Somewhere across the Earth each day and night, there's a lightning flash. The globe experiences lightning some 50 times a second, yet the details of what initiates this common occurrence and what effects it has on the atmosphere – lightning may be linked to incredibly powerful and energetic bursts called terrestrial gamma ray flashes, or TGFs—remains a mystery.
Firefly, a milk-carton-sized satellite, will study gamma-ray bursts that accompany lightning.
Credit: Zina Deretsky, National Science Foundation
In mid-November, a football-sized mission called Firefly, which is funded by the National Science Foundation, will launch into space to study lightning and these gamma ray flashes from above.
The Firefly instrument is what's known as a cubesat, a very small satellite that offers the chance for quality space science with a relatively inexpensive price tag.
"We can do great science with these small missions," said Doug Rowland, the principal investigator for Firefly at NASA's Goddard Space Flight Center in Greenbelt, Md.
"Firefly will gather up to a year of observations on the mysterious workings of lightning.
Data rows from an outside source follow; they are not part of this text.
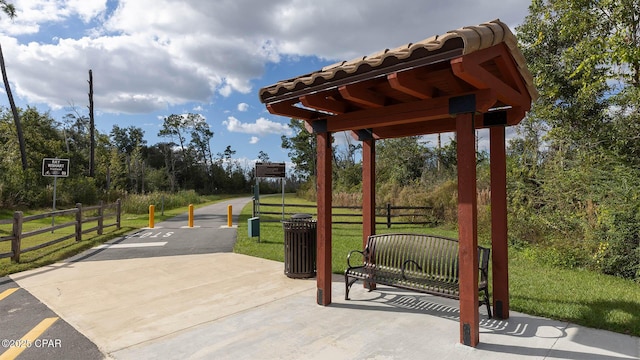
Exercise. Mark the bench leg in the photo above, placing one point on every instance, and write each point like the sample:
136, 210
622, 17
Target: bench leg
486, 302
348, 285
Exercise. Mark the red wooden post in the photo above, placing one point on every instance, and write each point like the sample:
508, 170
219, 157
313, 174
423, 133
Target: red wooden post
324, 219
17, 235
79, 222
101, 218
368, 190
118, 211
500, 259
368, 193
467, 230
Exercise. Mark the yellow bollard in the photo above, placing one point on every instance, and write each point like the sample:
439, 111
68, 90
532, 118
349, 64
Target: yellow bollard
152, 210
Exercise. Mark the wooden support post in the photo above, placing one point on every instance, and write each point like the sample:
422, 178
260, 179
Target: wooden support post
467, 230
118, 210
79, 222
17, 236
101, 218
324, 219
368, 190
500, 258
368, 194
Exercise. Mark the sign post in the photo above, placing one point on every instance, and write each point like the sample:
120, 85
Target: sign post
55, 168
271, 170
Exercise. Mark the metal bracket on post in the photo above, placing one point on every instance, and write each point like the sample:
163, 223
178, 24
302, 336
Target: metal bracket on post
319, 126
495, 118
462, 104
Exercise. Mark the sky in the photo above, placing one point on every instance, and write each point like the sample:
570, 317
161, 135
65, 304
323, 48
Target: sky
154, 58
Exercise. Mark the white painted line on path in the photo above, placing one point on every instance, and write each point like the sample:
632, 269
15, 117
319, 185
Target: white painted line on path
125, 246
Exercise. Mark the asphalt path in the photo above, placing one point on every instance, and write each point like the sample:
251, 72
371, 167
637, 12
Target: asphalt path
209, 234
26, 321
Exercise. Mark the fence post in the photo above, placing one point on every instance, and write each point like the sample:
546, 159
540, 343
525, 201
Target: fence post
17, 236
100, 217
79, 222
118, 209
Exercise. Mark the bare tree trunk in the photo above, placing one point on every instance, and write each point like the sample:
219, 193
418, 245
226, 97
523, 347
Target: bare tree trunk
92, 129
14, 110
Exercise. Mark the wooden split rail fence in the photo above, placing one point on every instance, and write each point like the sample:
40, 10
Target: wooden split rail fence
398, 215
109, 211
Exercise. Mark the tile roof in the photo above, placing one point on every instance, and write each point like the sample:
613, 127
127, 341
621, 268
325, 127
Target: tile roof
438, 48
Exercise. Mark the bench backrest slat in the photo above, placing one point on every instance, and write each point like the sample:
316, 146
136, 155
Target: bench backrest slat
437, 256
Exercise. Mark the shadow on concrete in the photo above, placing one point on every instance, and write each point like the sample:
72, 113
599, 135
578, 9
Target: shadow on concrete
516, 327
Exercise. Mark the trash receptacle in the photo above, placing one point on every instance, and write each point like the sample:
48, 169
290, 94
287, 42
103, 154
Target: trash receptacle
300, 246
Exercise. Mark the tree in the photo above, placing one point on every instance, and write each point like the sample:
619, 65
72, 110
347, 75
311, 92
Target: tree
10, 11
302, 149
263, 157
585, 57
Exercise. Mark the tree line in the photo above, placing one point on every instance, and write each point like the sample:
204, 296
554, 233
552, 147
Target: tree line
124, 162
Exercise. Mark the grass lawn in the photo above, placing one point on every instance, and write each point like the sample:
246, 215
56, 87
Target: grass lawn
573, 295
68, 248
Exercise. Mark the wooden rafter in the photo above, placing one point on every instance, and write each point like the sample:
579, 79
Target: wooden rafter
407, 83
288, 109
469, 68
361, 95
430, 109
322, 102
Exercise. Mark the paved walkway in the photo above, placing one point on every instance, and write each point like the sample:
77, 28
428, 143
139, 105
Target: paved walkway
220, 305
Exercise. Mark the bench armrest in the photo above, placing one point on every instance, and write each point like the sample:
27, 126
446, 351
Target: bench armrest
349, 258
404, 266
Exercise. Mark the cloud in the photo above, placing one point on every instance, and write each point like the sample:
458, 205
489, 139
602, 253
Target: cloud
147, 55
262, 126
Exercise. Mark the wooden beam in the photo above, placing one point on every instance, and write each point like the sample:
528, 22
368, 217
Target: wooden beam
323, 234
322, 102
417, 111
418, 128
499, 245
467, 231
469, 68
361, 95
368, 190
289, 109
407, 83
368, 193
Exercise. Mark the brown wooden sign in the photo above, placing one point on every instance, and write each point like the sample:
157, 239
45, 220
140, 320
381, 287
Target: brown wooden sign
272, 170
55, 167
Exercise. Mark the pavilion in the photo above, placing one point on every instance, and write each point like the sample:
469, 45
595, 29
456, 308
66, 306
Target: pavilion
467, 79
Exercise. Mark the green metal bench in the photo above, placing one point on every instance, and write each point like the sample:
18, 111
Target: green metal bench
422, 263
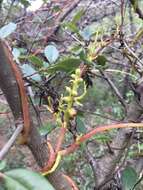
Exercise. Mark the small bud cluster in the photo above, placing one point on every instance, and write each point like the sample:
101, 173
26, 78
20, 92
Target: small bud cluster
66, 104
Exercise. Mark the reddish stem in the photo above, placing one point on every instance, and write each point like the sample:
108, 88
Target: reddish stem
88, 135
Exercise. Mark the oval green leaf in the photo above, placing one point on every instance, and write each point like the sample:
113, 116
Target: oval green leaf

Lightning is so familiar we tend to take it for granted, but we really don't know the details of how it works—even though it is a critical part of the global electric circuit, and has obvious social and technological effects."
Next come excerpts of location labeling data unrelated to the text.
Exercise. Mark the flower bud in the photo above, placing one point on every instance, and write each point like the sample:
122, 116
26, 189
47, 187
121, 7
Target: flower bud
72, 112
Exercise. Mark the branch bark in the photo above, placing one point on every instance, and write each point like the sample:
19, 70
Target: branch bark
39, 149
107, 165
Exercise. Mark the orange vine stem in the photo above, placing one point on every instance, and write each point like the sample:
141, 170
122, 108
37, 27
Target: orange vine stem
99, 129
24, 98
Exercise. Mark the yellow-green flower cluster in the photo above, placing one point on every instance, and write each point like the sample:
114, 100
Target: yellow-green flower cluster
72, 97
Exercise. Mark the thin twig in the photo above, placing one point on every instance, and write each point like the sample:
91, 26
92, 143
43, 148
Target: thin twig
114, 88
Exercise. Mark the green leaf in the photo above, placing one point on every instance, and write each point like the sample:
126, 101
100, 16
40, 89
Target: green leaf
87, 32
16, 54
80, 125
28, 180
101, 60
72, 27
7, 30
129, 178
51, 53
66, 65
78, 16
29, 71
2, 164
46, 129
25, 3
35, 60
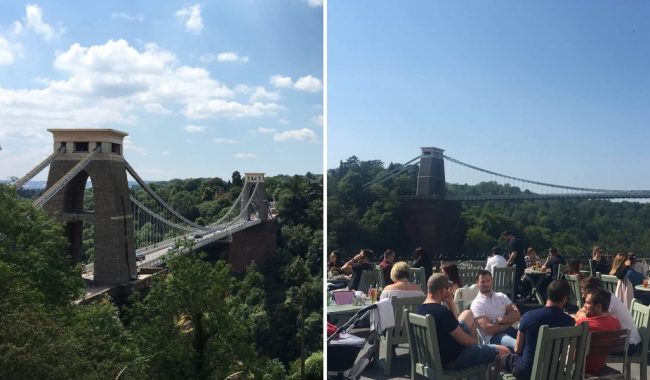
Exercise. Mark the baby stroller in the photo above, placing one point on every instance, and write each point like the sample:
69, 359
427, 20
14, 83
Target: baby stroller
348, 355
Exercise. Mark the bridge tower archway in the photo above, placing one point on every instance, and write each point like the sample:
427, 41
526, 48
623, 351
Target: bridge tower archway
114, 241
431, 175
260, 201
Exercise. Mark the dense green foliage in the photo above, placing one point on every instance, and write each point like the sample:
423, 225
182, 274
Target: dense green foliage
198, 321
369, 216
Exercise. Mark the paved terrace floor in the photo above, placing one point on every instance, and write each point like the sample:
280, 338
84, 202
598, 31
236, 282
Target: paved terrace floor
401, 364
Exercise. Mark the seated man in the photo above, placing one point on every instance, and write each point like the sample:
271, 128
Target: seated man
596, 306
494, 313
521, 362
495, 261
357, 265
456, 338
616, 309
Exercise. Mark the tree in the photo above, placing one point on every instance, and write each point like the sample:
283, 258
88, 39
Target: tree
188, 326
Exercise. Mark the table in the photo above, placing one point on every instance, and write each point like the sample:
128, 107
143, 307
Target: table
343, 312
537, 278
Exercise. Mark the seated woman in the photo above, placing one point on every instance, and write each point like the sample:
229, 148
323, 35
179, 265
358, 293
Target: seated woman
401, 286
574, 269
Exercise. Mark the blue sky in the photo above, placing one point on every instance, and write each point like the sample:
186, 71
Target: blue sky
547, 90
203, 88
Lightning is ubiquitous and intimately connected to life on Earth, but we don't often think about what's happening higher up in the atmosphere.
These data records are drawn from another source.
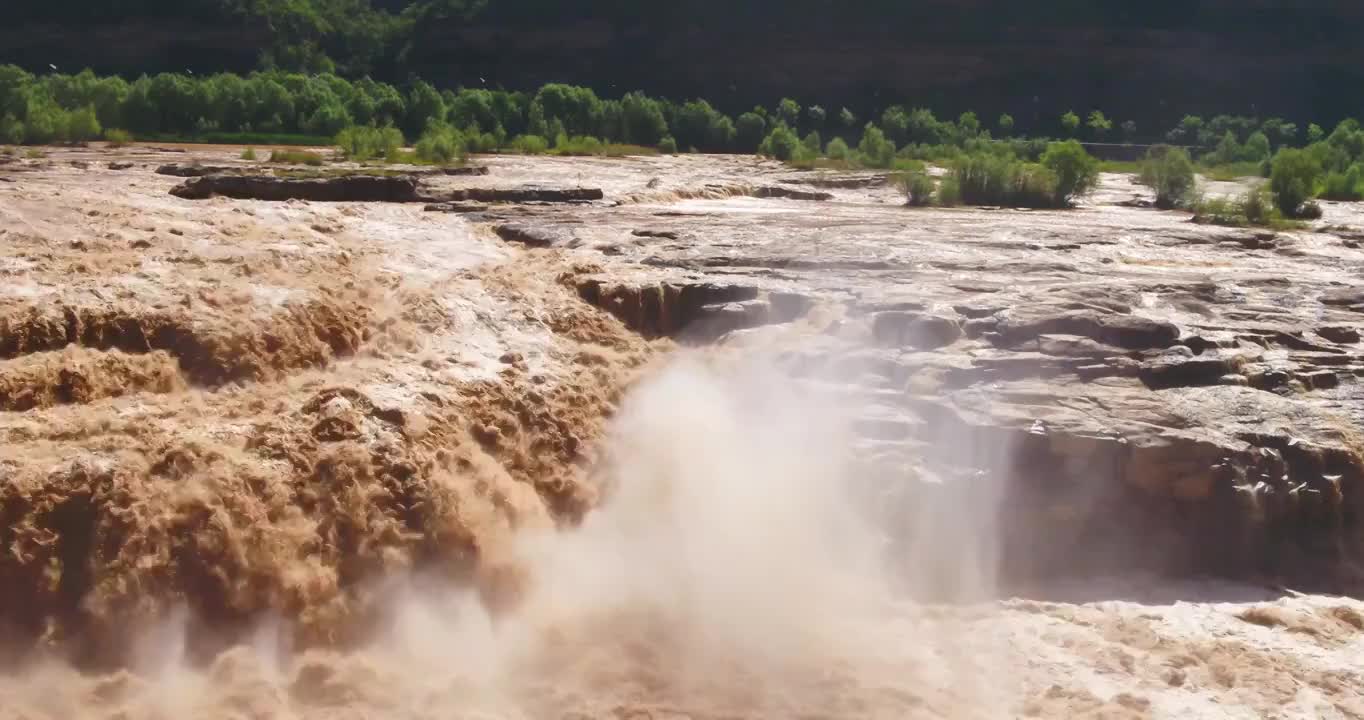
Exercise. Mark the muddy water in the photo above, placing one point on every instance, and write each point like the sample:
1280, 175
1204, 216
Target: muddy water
291, 460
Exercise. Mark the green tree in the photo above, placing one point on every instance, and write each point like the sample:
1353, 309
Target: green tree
925, 128
876, 150
641, 120
423, 104
838, 150
1187, 132
1293, 180
1169, 172
782, 143
789, 112
969, 124
1280, 131
846, 119
1070, 123
577, 109
816, 116
83, 124
895, 124
1098, 124
1076, 173
1256, 147
700, 126
749, 131
813, 143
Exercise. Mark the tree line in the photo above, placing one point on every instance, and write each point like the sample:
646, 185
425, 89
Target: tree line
68, 108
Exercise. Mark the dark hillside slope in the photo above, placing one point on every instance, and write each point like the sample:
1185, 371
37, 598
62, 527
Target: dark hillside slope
1151, 62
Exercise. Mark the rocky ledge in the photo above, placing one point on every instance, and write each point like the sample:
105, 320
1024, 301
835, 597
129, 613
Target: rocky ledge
1110, 386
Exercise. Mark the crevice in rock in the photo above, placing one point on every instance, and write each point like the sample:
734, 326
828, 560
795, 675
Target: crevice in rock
697, 312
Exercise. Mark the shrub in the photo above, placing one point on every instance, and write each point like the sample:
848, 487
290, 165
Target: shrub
749, 131
813, 143
950, 192
1255, 206
1098, 124
780, 143
1344, 186
1076, 173
1293, 177
918, 188
1169, 172
442, 145
368, 142
480, 142
985, 179
838, 150
117, 138
296, 157
529, 145
876, 150
1070, 123
581, 145
11, 130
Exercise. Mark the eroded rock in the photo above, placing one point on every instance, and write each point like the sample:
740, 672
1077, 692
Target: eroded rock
344, 188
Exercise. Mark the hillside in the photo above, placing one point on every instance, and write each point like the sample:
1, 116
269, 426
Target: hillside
1154, 63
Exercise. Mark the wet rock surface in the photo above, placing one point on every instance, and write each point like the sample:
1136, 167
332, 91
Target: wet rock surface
1136, 378
258, 187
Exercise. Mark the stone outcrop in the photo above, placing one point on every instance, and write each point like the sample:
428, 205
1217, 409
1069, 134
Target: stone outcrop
525, 194
344, 188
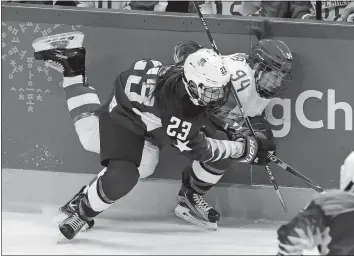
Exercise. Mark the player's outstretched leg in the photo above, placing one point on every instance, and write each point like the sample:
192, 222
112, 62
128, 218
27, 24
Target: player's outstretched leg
65, 53
100, 195
121, 152
196, 182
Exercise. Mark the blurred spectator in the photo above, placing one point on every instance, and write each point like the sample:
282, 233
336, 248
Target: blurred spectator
32, 2
334, 10
285, 9
206, 7
348, 13
177, 6
159, 6
240, 8
126, 5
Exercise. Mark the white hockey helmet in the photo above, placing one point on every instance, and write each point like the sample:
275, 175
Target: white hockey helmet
206, 79
347, 174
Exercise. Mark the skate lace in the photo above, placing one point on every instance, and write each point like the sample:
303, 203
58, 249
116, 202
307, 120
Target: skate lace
55, 65
201, 202
76, 222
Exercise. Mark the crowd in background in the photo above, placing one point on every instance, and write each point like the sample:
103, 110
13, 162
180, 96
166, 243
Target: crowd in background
325, 10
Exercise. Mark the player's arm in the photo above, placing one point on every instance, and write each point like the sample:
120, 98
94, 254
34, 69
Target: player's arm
303, 232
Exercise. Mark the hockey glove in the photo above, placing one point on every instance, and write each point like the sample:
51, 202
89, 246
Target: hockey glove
261, 144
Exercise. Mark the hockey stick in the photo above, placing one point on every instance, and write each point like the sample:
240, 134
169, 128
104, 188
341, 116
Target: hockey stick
275, 159
275, 185
225, 126
234, 93
292, 171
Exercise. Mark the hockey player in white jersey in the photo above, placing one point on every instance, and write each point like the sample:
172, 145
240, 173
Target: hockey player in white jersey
256, 77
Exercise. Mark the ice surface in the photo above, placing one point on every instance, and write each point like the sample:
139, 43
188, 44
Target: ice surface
35, 233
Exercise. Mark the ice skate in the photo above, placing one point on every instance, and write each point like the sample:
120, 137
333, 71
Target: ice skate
193, 208
72, 225
62, 52
69, 40
71, 207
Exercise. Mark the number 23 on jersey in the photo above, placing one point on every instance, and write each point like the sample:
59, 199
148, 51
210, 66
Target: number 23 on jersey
178, 129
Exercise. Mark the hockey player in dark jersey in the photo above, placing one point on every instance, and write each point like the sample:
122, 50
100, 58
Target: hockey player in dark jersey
160, 106
326, 223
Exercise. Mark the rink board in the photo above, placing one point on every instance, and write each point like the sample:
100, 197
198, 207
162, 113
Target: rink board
317, 108
31, 191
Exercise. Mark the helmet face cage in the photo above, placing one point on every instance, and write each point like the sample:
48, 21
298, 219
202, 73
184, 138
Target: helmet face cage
183, 49
272, 72
270, 82
211, 97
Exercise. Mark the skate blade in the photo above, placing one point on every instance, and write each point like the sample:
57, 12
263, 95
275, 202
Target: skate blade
68, 40
57, 217
185, 214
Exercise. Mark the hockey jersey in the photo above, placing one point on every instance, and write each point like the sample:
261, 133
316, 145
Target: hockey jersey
133, 106
244, 84
326, 223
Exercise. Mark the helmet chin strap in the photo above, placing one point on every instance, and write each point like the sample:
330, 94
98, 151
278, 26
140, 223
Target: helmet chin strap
194, 100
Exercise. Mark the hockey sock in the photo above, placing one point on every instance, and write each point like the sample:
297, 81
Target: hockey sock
94, 202
203, 177
81, 100
94, 179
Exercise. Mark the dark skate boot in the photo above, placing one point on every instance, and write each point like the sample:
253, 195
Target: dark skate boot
72, 225
63, 52
73, 205
193, 208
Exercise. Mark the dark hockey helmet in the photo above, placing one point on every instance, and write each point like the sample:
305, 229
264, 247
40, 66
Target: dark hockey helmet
183, 49
272, 61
The radiation generated by lightning is so intense that it can generate antimatter and gamma rays within TGFs just a few miles of the ground.
NASA's Compton Gamma Ray Observatory first discovered TGFs in the 1990s. Designed to look outward at cosmic sources of gamma rays, the mission also caught rare but tantalizing glimpses of gamma rays coming from Earth.
This is an artist's rendition of the football-sized Firefly satellite in low-Earth orbit.
Firefly's mission is to study the relationship between lightning and huge bursts of gamma rays called terrestrial gamma ray flashes.